No elephants: Breakthroughs in image generation

Capabilities and Perceived Breakthroughs

  • Many see GPT‑4o’s image generation as a “before/after” step: better prompt adherence, more consistent scenes, readable text, and convincing multi-step edits compared to earlier diffusion models.
  • Users highlight multimodal workflows: describing changes directly on an existing image, generating comics with consistent characters, UI mockups, marketing assets, YouTube thumbnails, and meme-style humor.
  • Some compare this favorably to Midjourney and Stable Diffusion, which were strong on aesthetics but weak at following detailed, structured prompts.

Limitations, Artifacts, and UX Friction

  • Edits often regenerate the entire image, subtly mutating unrelated elements (furniture, lighting, colors) with each pass; partial-edit tools don’t reliably confine changes.
  • Classic issues persist: distorted hands, eyes, scale errors, nonsense text, wrong numbers on gauges/watches, and odd geometry.
  • Negation (“no elephants”, “not green”) still degrades reliability; “pink elephant effect” is reduced but not gone.
  • Image generation remains slow or rate-limited for many, limiting play and iteration.

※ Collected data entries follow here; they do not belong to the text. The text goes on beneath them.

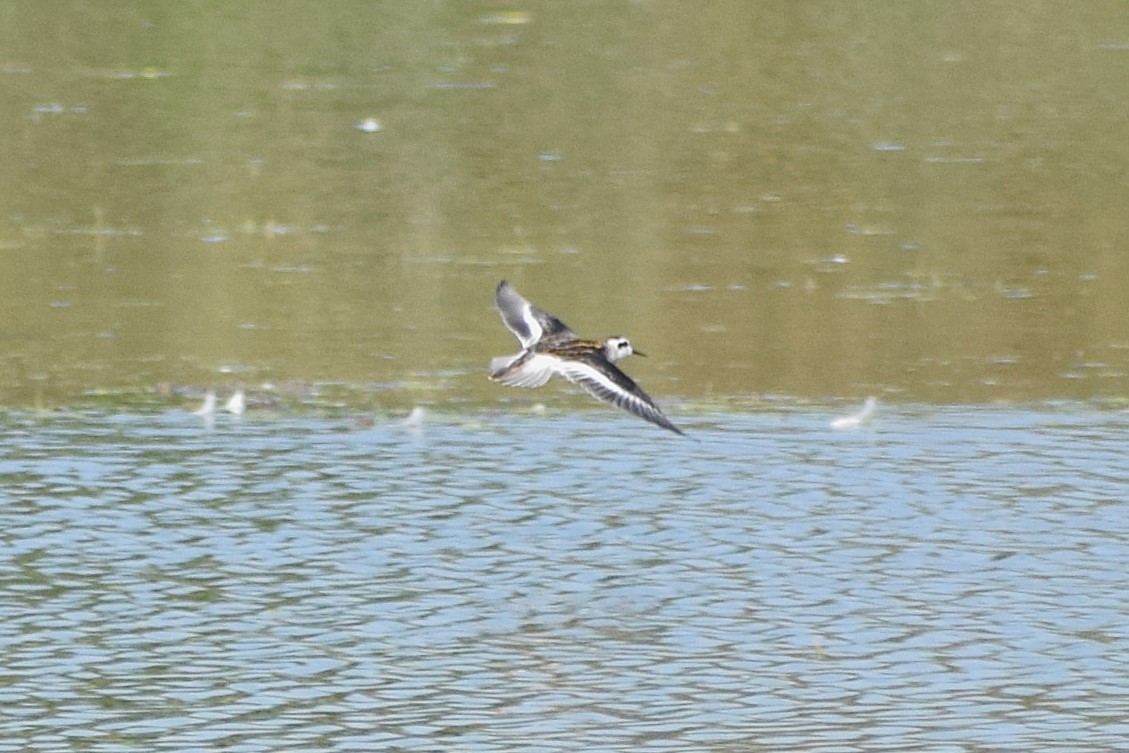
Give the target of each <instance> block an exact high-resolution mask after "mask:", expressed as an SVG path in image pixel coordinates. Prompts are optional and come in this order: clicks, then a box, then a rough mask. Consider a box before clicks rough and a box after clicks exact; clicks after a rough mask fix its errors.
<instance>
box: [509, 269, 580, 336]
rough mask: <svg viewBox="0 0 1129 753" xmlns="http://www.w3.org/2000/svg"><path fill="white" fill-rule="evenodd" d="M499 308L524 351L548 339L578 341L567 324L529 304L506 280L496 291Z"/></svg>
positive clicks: (541, 310)
mask: <svg viewBox="0 0 1129 753" xmlns="http://www.w3.org/2000/svg"><path fill="white" fill-rule="evenodd" d="M495 308H497V309H498V313H499V314H501V321H502V322H505V324H506V326H507V327H509V331H510V332H513V333H514V336H516V338H517V340H518V342H520V343H522V347H523V348H528V347H531V345H532V344H534V343H535V342H537V341H539V340H541V339H542V338H544V336H549V338H561V339H571V338H576V334H574V332H572V331H571V330H569V329H568V326H567V325H566V324H565V323H563V322H561V321H560V319H559V318H557V317H555V316H553V315H552V314H550V313H549V312H545V310H542V309H540V308H537V307H536V306H534V305H533V304H531V303H530V301H527V300H526V299H525V298H523V297H522V296H520V295H518V292H517V290H514V288H513V286H510V284H509V283H508V282H506V281H505V280H502V281H501V282H499V283H498V289H497V290H496V291H495Z"/></svg>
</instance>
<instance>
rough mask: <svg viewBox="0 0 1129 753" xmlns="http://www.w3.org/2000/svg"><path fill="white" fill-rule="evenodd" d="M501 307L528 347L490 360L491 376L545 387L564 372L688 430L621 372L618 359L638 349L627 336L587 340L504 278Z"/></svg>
mask: <svg viewBox="0 0 1129 753" xmlns="http://www.w3.org/2000/svg"><path fill="white" fill-rule="evenodd" d="M495 307H496V308H497V309H498V313H499V314H501V321H502V322H504V323H505V324H506V326H507V327H508V329H509V331H510V332H513V333H514V336H516V338H517V340H518V342H520V343H522V352H519V353H517V354H516V356H502V357H499V358H495V359H493V360H492V361H490V378H491V379H493V380H495V382H501V383H502V384H505V385H508V386H510V387H540V386H541V385H543V384H545V383H546V382H549V379H550V378H551V377H552V376H553V375H554V374H558V375H560V376H562V377H565V378H566V379H568V380H569V382H571V383H574V384H577V385H579V386H580V387H583V388H584V389H586V391H587V392H588V394H590V395H593V396H595V397H598V399H599V400H603V401H605V402H609V403H612V404H613V405H618V406H620V408H622V409H623V410H625V411H628V412H630V413H634V414H636V415H638V417H639V418H642V419H646V420H648V421H650V422H651V423H655V424H657V426H660V427H663V428H664V429H669V430H671V431H673V432H675V434H679V435H682V434H684V432H683V431H682V429H680V428H679V427H676V426H674V424H673V423H671V420H669V419H668V418H666V415H664V414H663V411H660V410H659V408H658V405H656V404H655V401H654V400H651V399H650V395H648V394H647V393H646V392H644V391H642V387H640V386H639V385H637V384H636V383H634V380H633V379H632V378H631V377H629V376H628V375H627V374H624V373H623V371H621V370H620V369H619V367H618V366H615V361H618V360H620V359H621V358H627V357H628V356H631V354H632V353H634V354H637V356H645V354H646V353H641V352H639V351H638V350H636V349H633V348H632V347H631V342H630V341H629V340H628V339H627V338H609V339H607V340H603V341H601V340H581V339H580V338H578V336H577V335H576V333H575V332H572V331H571V330H569V329H568V326H567V325H566V324H565V323H563V322H561V321H560V319H559V318H557V317H555V316H553V315H552V314H550V313H549V312H545V310H543V309H541V308H537V307H536V306H534V305H533V304H531V303H530V301H528V300H526V299H525V298H523V297H522V296H520V295H519V294H518V292H517V290H515V289H514V287H513V286H510V284H509V283H508V282H506V281H505V280H502V281H501V282H499V283H498V289H497V290H496V291H495Z"/></svg>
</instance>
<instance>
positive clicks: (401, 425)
mask: <svg viewBox="0 0 1129 753" xmlns="http://www.w3.org/2000/svg"><path fill="white" fill-rule="evenodd" d="M426 418H427V410H425V408H423V406H422V405H417V406H415V408H413V409H412V411H411V413H409V414H408V417H406V418H405V419H404V420H402V421H401V422H400V426H402V427H404V428H406V429H420V428H422V426H423V419H426Z"/></svg>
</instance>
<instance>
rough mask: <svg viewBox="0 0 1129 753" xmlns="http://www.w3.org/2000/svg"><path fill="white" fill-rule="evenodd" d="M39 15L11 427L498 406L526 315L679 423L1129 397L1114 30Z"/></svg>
mask: <svg viewBox="0 0 1129 753" xmlns="http://www.w3.org/2000/svg"><path fill="white" fill-rule="evenodd" d="M8 5H9V6H10V7H8V8H6V9H5V10H3V15H2V23H0V50H2V52H0V125H2V128H3V132H5V133H7V134H10V138H9V139H7V141H6V148H5V149H0V174H2V175H5V176H6V180H5V181H2V182H0V205H2V207H3V208H5V210H3V212H2V213H0V272H2V273H0V300H2V301H3V304H5V309H3V316H0V341H2V342H3V344H5V347H3V348H2V349H0V404H6V405H11V404H17V405H30V404H33V403H35V402H36V401H37V400H41V401H42V402H43V403H44V404H49V405H50V404H58V403H63V404H70V403H73V401H75V399H76V397H77V396H79V395H81V394H84V392H85V391H88V389H135V391H140V389H145V388H150V387H151V386H152V385H155V384H158V383H163V382H173V383H177V384H190V385H196V386H199V387H208V386H213V387H226V388H231V387H234V386H235V384H236V382H237V380H238V382H240V383H243V384H247V385H253V384H262V383H264V382H281V380H286V379H304V380H308V382H343V383H349V384H353V385H367V384H370V383H373V382H376V383H380V384H387V383H394V382H405V383H409V384H412V385H415V386H417V387H418V392H426V393H428V395H427V397H429V399H432V400H436V399H447V397H449V399H452V400H457V401H465V402H473V403H478V404H485V403H493V402H496V401H497V400H498V397H497V395H498V393H497V392H496V391H493V389H491V387H490V385H488V384H487V383H485V382H484V380H483V379H481V378H473V379H465V378H460V377H462V376H463V375H466V374H475V375H480V374H481V369H482V368H483V365H484V364H485V361H487V360H488V359H489V354H490V353H492V352H493V351H495V349H496V348H497V345H498V343H500V342H501V341H502V340H501V339H500V338H498V336H496V335H497V333H496V322H495V319H493V314H492V312H491V310H490V304H491V298H490V296H491V291H492V289H493V286H495V284H497V281H498V280H499V279H501V278H509V279H511V280H514V282H515V283H516V284H517V286H518V287H519V289H522V290H523V291H524V292H525V294H526V295H527V296H528V297H530V298H531V299H533V300H537V301H542V303H543V305H544V306H546V307H549V308H550V309H551V310H558V312H560V313H561V315H562V316H565V315H568V318H567V321H568V322H569V323H570V324H572V325H574V326H575V327H577V330H578V331H584V332H592V333H593V335H594V336H606V335H611V334H628V335H630V336H631V338H632V340H633V341H634V342H638V343H639V344H640V347H641V348H642V349H644V350H645V351H646V352H650V353H653V354H654V361H653V362H651V364H650V365H648V366H647V367H646V368H647V369H649V370H650V374H647V375H645V376H646V378H645V379H644V382H645V383H646V384H648V385H657V387H663V388H655V389H654V393H655V396H656V399H660V396H662V395H663V394H673V395H683V396H688V397H692V399H700V397H710V396H727V395H752V394H761V393H773V394H776V393H781V394H786V395H798V396H804V397H815V399H822V397H825V396H829V395H831V396H846V395H861V394H872V393H878V394H889V393H895V395H896V396H898V397H899V399H901V400H908V401H918V402H973V401H980V402H988V401H995V400H1013V401H1014V400H1019V401H1026V400H1033V399H1034V400H1043V399H1088V397H1093V396H1103V397H1105V396H1108V397H1113V399H1118V400H1123V399H1124V397H1126V396H1127V395H1129V348H1127V342H1126V339H1124V326H1123V324H1124V315H1123V314H1124V310H1126V308H1127V299H1129V295H1127V292H1129V255H1127V254H1124V253H1123V248H1124V247H1126V246H1127V242H1129V237H1127V235H1129V234H1127V225H1126V222H1124V220H1123V216H1124V207H1126V205H1127V204H1129V189H1127V183H1126V181H1124V180H1123V176H1124V175H1126V174H1127V172H1129V132H1127V120H1126V119H1124V116H1123V114H1122V113H1121V112H1120V110H1119V108H1118V107H1111V106H1110V103H1120V102H1124V100H1127V99H1129V70H1127V68H1129V53H1127V51H1126V47H1124V41H1126V40H1129V14H1124V12H1122V11H1123V9H1122V8H1121V7H1120V5H1118V3H1096V2H1091V3H1079V5H1077V7H1071V8H1070V12H1069V14H1068V16H1069V17H1068V18H1065V17H1064V14H1062V12H1061V9H1060V8H1059V7H1058V6H1057V5H1053V3H991V5H988V6H983V7H981V6H977V7H975V8H974V9H973V8H972V7H971V6H970V7H963V6H953V5H952V3H944V2H917V3H903V5H900V6H898V7H896V8H893V7H887V6H886V5H885V3H877V5H872V3H855V5H850V6H847V5H843V6H839V7H837V8H835V9H833V10H828V9H824V8H821V7H820V6H817V5H809V3H788V2H776V3H739V2H720V3H704V5H702V3H686V2H683V3H677V2H663V1H658V0H656V1H653V2H607V3H554V2H540V1H537V0H526V1H523V2H520V3H517V5H520V6H522V7H520V8H515V9H501V10H499V9H496V8H485V7H483V5H482V3H476V2H404V3H379V2H369V1H367V0H340V1H339V2H334V3H322V5H321V6H320V7H318V9H317V12H310V11H309V9H308V8H306V6H304V5H301V3H277V2H244V3H239V7H238V8H237V9H233V8H227V9H225V10H224V11H222V12H221V11H219V10H217V9H212V8H209V9H200V8H198V7H195V6H193V5H191V3H164V5H163V3H149V5H147V3H124V5H125V7H122V3H97V2H71V3H68V8H69V12H64V14H61V12H59V9H58V8H56V7H55V6H54V5H52V3H42V2H40V3H36V2H21V3H8ZM507 5H511V3H507ZM571 312H577V314H572V313H571ZM1078 353H1082V359H1080V360H1085V361H1093V362H1099V364H1103V365H1104V366H1103V367H1102V368H1093V369H1085V370H1079V369H1075V368H1074V364H1075V362H1076V361H1077V360H1079V359H1078V358H1077V354H1078ZM452 375H455V376H454V377H453V376H452ZM664 382H665V384H663V383H664ZM395 400H396V403H397V405H399V406H400V408H408V406H410V405H411V404H413V403H415V402H419V400H420V396H419V395H406V396H405V395H402V394H396V395H395ZM659 402H662V400H659Z"/></svg>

Practical Uses vs “Toy” Feeling

  • Some users report little real-world need—especially if they never used stock photos—seeing image/LLM tools as novelty, mood boards, or idea generators rather than serious production tools.
  • Others find them transformative for non-artists: quickly creating game assets, internal logos, classroom or hobby projects, kids’ games, and “good enough” website illustrations.
  • Compared to stock libraries, AI shines for highly specific or obscure concepts (e.g., “squirrels doing math in high school”), but still often fails when requirements are concrete and exacting.

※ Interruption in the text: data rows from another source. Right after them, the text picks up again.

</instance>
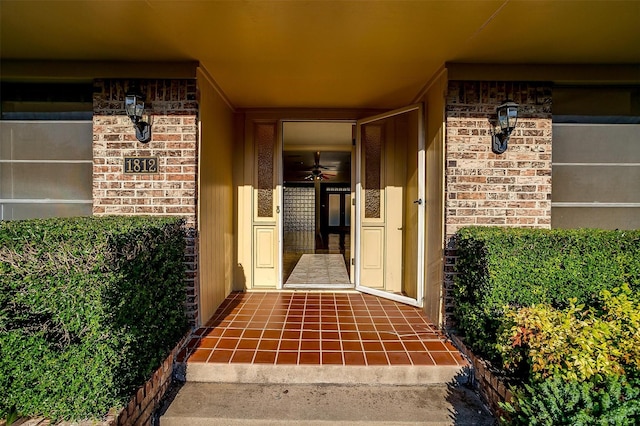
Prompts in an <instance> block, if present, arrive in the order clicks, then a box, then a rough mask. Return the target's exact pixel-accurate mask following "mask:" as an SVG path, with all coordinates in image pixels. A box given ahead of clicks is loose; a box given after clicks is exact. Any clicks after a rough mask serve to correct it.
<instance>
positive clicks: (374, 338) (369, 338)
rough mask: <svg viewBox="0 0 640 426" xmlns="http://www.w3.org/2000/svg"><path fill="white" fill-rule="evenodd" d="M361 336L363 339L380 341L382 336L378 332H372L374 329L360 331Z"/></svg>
mask: <svg viewBox="0 0 640 426" xmlns="http://www.w3.org/2000/svg"><path fill="white" fill-rule="evenodd" d="M360 338H361V339H362V340H375V341H379V340H380V337H379V336H378V333H376V332H372V331H364V332H361V333H360Z"/></svg>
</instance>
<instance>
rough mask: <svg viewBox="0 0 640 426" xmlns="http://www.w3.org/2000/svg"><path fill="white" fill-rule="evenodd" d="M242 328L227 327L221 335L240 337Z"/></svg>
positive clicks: (222, 335)
mask: <svg viewBox="0 0 640 426" xmlns="http://www.w3.org/2000/svg"><path fill="white" fill-rule="evenodd" d="M242 331H243V330H242V329H236V328H229V329H226V330H225V331H224V333H222V336H223V337H240V336H242Z"/></svg>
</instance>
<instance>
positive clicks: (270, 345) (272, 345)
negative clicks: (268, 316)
mask: <svg viewBox="0 0 640 426" xmlns="http://www.w3.org/2000/svg"><path fill="white" fill-rule="evenodd" d="M279 345H280V341H279V340H264V339H263V340H260V343H258V349H260V350H263V351H264V350H266V351H275V350H276V349H278V346H279Z"/></svg>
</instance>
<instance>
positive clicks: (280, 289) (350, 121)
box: [275, 114, 357, 290]
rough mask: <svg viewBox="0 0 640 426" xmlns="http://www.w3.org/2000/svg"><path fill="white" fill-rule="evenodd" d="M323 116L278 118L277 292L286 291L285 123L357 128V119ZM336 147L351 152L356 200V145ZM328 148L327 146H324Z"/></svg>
mask: <svg viewBox="0 0 640 426" xmlns="http://www.w3.org/2000/svg"><path fill="white" fill-rule="evenodd" d="M321 115H322V114H317V115H314V116H312V117H315V118H311V117H309V118H300V117H299V118H282V117H280V118H278V119H277V126H278V129H277V138H278V139H277V143H276V153H275V155H276V156H277V157H278V159H279V168H278V170H277V171H276V173H277V178H278V180H277V182H276V188H277V191H278V200H279V202H280V206H281V207H280V210H279V212H278V213H279V214H278V218H277V220H278V228H279V234H278V253H277V256H278V269H279V273H278V278H277V281H276V289H277V290H284V289H285V288H284V285H285V283H284V280H283V271H284V161H283V155H284V151H285V146H284V127H283V126H284V123H286V122H310V123H311V122H317V123H349V124H351V125H352V126H353V127H355V126H356V122H357V119H353V118H343V117H336V118H317V116H321ZM354 137H355V135H354ZM336 146H337V145H336ZM336 146H330V149H329V150H338V151H344V152H350V158H351V179H350V187H351V192H350V194H351V199H352V200H353V199H354V198H353V197H354V169H355V146H354V144H352V145H351V149H350V151H347V150H346V149H340V148H342V147H339V148H336ZM318 147H319V148H322V147H323V145H314V146H313V148H312V149H311V148H309V151H315V150H317V149H318ZM324 147H326V146H324ZM351 208H352V210H351V222H352V225H351V227H350V231H349V232H350V238H349V245H350V248H349V253H350V259H349V262H350V263H351V268H349V269H350V270H349V271H348V272H349V281H350V282H351V285H352V286H353V287H352V288H355V286H356V285H355V283H354V277H355V275H354V269H355V266H354V261H353V257H354V250H355V242H354V238H353V234H354V225H353V211H354V210H353V208H354V206H353V205H352V206H351ZM336 289H337V290H338V289H339V290H344V288H342V287H339V288H336Z"/></svg>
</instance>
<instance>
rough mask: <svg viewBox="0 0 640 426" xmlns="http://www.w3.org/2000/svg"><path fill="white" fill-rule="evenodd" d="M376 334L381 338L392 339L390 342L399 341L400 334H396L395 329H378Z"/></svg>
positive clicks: (399, 339)
mask: <svg viewBox="0 0 640 426" xmlns="http://www.w3.org/2000/svg"><path fill="white" fill-rule="evenodd" d="M378 334H379V335H380V339H381V340H386V341H392V342H399V341H400V336H398V334H397V333H396V332H395V331H379V332H378Z"/></svg>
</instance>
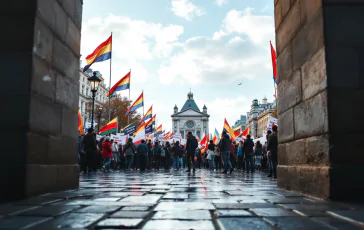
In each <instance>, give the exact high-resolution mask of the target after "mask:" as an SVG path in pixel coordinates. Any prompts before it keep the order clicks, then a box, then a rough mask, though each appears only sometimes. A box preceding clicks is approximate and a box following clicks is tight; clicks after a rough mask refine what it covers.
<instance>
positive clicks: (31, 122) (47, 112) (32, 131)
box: [29, 95, 62, 136]
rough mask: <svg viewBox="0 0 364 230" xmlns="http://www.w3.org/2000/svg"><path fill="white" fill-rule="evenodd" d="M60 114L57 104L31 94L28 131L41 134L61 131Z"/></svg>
mask: <svg viewBox="0 0 364 230" xmlns="http://www.w3.org/2000/svg"><path fill="white" fill-rule="evenodd" d="M40 111H41V112H40ZM61 115H62V113H61V107H60V106H59V105H56V104H53V102H50V101H47V100H44V99H42V98H40V97H39V96H35V95H34V96H32V97H31V99H30V111H29V130H30V132H32V133H38V134H43V135H55V136H57V135H59V134H60V133H61Z"/></svg>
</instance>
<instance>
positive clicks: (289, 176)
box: [277, 165, 330, 199]
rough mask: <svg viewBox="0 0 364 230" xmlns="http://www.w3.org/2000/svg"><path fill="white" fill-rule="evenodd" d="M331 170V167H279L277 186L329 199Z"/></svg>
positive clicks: (308, 166) (300, 166) (283, 166)
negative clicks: (329, 172)
mask: <svg viewBox="0 0 364 230" xmlns="http://www.w3.org/2000/svg"><path fill="white" fill-rule="evenodd" d="M329 169H330V168H329V167H311V166H305V165H294V166H284V165H279V166H278V167H277V177H278V181H277V184H278V187H280V188H283V189H287V190H293V191H299V192H301V193H304V194H310V195H313V196H316V197H319V198H323V199H327V198H329V196H330V173H329ZM318 185H319V186H318Z"/></svg>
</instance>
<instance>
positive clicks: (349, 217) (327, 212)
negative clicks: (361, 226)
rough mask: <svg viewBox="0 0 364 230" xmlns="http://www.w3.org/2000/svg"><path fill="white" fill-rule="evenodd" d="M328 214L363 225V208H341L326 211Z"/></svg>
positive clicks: (336, 217) (343, 219)
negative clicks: (361, 208)
mask: <svg viewBox="0 0 364 230" xmlns="http://www.w3.org/2000/svg"><path fill="white" fill-rule="evenodd" d="M327 213H328V214H330V215H332V216H334V217H336V218H340V219H342V220H346V221H349V222H351V223H355V224H358V225H362V226H364V209H362V210H343V211H328V212H327Z"/></svg>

Impact on Creative Labor and Copyright

  • Heated disagreement over whether using these tools “actively harms creative labor” or simply replaces work that was never going to hire an artist in the first place (e.g., incidental blog/slide images).
  • Fears that distinctive studio styles (e.g., anime/Ghibli) become trivial to imitate, devaluing decades of craft and encouraging AI “slop” over new visual languages.
  • Others argue style shouldn’t be protectable, that imitation has always existed, and that expanding copyright would mostly empower large companies, not small artists.
  • Broader copyright/IP debate: calls for shorter terms or revenue-based limits; skepticism that current law meaningfully protects most artists; speculation that regulation (GDPR/AI‑Act style) could eventually constrain AI training and use.

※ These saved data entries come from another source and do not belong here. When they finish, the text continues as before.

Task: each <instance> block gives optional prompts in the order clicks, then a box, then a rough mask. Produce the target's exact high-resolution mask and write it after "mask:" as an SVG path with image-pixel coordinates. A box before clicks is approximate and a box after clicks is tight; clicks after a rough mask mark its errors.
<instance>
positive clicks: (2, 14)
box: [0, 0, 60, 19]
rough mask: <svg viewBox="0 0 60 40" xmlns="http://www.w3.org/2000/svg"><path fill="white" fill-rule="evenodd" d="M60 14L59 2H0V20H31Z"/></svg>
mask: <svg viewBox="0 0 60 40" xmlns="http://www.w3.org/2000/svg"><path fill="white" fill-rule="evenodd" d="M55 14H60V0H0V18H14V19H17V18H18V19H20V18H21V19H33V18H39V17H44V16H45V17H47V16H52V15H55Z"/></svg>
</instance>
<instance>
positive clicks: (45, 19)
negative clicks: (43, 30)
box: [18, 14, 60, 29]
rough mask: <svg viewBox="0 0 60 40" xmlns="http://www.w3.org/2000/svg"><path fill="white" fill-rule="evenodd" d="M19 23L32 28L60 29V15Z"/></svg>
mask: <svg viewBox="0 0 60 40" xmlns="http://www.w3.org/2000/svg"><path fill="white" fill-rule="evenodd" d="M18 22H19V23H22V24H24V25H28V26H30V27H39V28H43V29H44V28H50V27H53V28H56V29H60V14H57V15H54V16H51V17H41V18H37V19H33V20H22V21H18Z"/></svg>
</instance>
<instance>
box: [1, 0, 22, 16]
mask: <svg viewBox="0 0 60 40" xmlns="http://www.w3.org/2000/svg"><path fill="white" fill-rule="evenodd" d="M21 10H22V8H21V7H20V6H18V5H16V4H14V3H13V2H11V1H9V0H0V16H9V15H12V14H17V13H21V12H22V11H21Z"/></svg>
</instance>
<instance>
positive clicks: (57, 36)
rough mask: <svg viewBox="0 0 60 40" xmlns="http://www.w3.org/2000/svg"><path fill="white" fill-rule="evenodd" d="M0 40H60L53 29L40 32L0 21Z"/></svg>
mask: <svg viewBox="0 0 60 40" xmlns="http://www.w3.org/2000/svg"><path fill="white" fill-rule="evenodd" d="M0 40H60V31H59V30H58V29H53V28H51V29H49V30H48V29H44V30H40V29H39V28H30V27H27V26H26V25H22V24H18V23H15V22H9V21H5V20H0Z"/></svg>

Content Pollution and Social Trajectory

  • Observations that YouTube, LinkedIn, and even local restaurants are already filling up with low-effort AI imagery (garbled menus, uncanny decor, template infographics).
  • Some experience a growing “ick” response to obviously AI-generated visuals, even while privately finding them useful for thinking or play.
  • Expectation that certain market segments (thumbnails, stock-like illustration, cheap animation inbetweening) will shift heavily to AI, while higher-end or more intentional work may resist.

Architecture and Open Questions

  • Curiosity about how “image tokens” work in autoregressive models; speculation that OpenAI uses a VAR-like, multi-scale token approach, possibly with additional agentic prompt-processing.
  • Recognition that open models and local equivalents still lag in multimodal integration and controllable editing, even as diffusion-based systems continue to improve.